To best understand how this tool works, let's walk through a practical demonstration of a common support scenario.

Demonstration Scenario: "I can't access my email."

The Ticket: A user, Alex, submits a helpdesk ticket stating, "I just enrolled my new iPad, but I can't open my corporate email. It says my device is blocked."

Here is how you use the Troubleshooting blade to diagnose and resolve Alex's issue.

Step 1: Search and verify the user's foundation

Before looking at the iPad, we need to make sure Alex's core account is healthy.

  1. In the Microsoft Intune admin center, navigate to Troubleshooting + support > Troubleshoot.
  2. Click Select user and search for "Alex".
  3. The Observation: The dashboard loads Alex's profile. We immediately check the top summary tile.
    • User status: Account enabled
    • Intune license: Yes
    • Group memberships: We click this and confirm Alex is in the "Mobile Users" Microsoft Entra ID group.
    • Conclusion: The foundation is solid.
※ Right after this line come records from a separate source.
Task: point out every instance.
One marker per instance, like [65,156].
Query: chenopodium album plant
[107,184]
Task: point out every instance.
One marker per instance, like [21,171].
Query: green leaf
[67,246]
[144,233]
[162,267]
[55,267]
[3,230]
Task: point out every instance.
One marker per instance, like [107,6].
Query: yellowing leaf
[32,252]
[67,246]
The issue is not a licensing or identity problem.

Step 2: Check device health and enrollment

Next, we select the Devices tab on Alex's troubleshooting page to see what hardware is associated with their account.
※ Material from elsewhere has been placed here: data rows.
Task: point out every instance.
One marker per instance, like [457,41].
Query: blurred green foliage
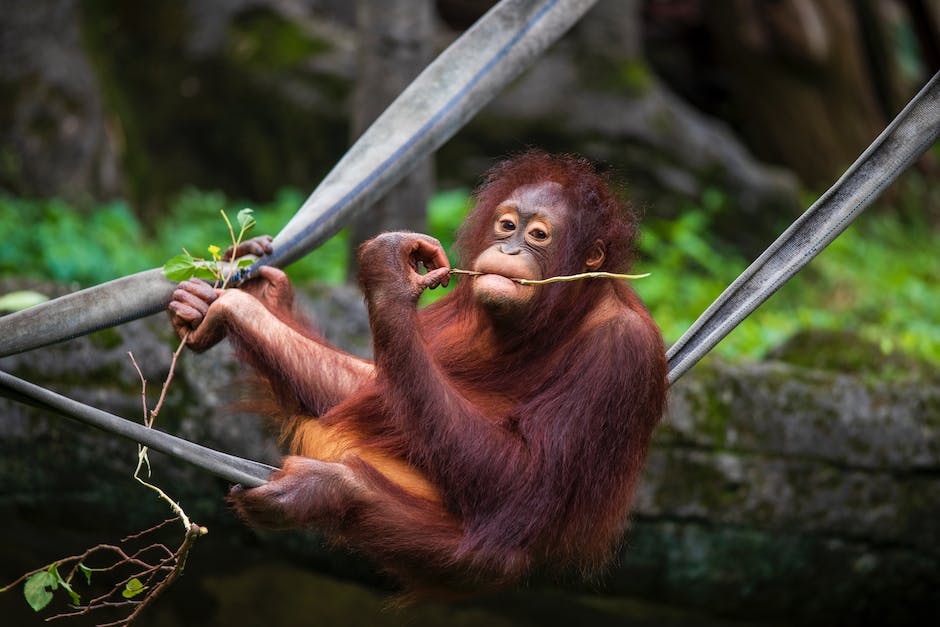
[878,279]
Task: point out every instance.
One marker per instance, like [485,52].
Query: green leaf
[16,301]
[133,588]
[38,589]
[246,219]
[180,267]
[87,572]
[54,570]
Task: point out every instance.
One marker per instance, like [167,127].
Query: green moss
[846,351]
[106,338]
[630,77]
[635,76]
[264,41]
  1. We see a list of Alex's devices: a Windows laptop and an iPad.
  2. The Observation: The Windows laptop shows a status of Compliant. However, the iPad shows a status of Non-compliant.
    • Conclusion: We have found the root cause of the block. Alex's email is being blocked by a Conditional Access policy because the iPad is failing a compliance check. Now we need to find out why it is non-compliant.

Step 3: Evaluate policy results

We need to drill down into the specific device to see the policy evaluation results.

  1. Still in the Troubleshooting blade, we click on the failing iPad in the device list.
  2. This opens a detailed view specifically for this iPad. We click on the Device Compliance tab.
  3. The Observation: We see a policy named "iOS Global Compliance Baseline" with a status of Error.
  4. We click on that policy to expand the line-by-line setting evaluation.
  5. The finding: The setting Require minimum OS version (iOS 16.0) is marked as Failed. The dashboard shows the iPad is currently running iOS 15.4.

Step 4: Determine the remediation options

Because we used the Troubleshooting blade, we went from a vague "email doesn't work" ticket to the exact failing setting in less than two minutes. We now have clear remediation options:

  • Remediation Action: We do not need to change any Intune configurations. We reply to Alex's ticket: "Hi Alex, your email is blocked because your iPad is running an older operating system. Please go to Settings > General > Software Update on your iPad and update to the latest iOS. Once updated, open the Company Portal app to sync your device, and your email will unlock."
  • Alternative Action (If needed): If Alex was a VIP and needed immediate access while traveling, we could temporarily navigate to the Microsoft Entra ID group and exclude Alex from that specific compliance policy, though this bypasses security protocols.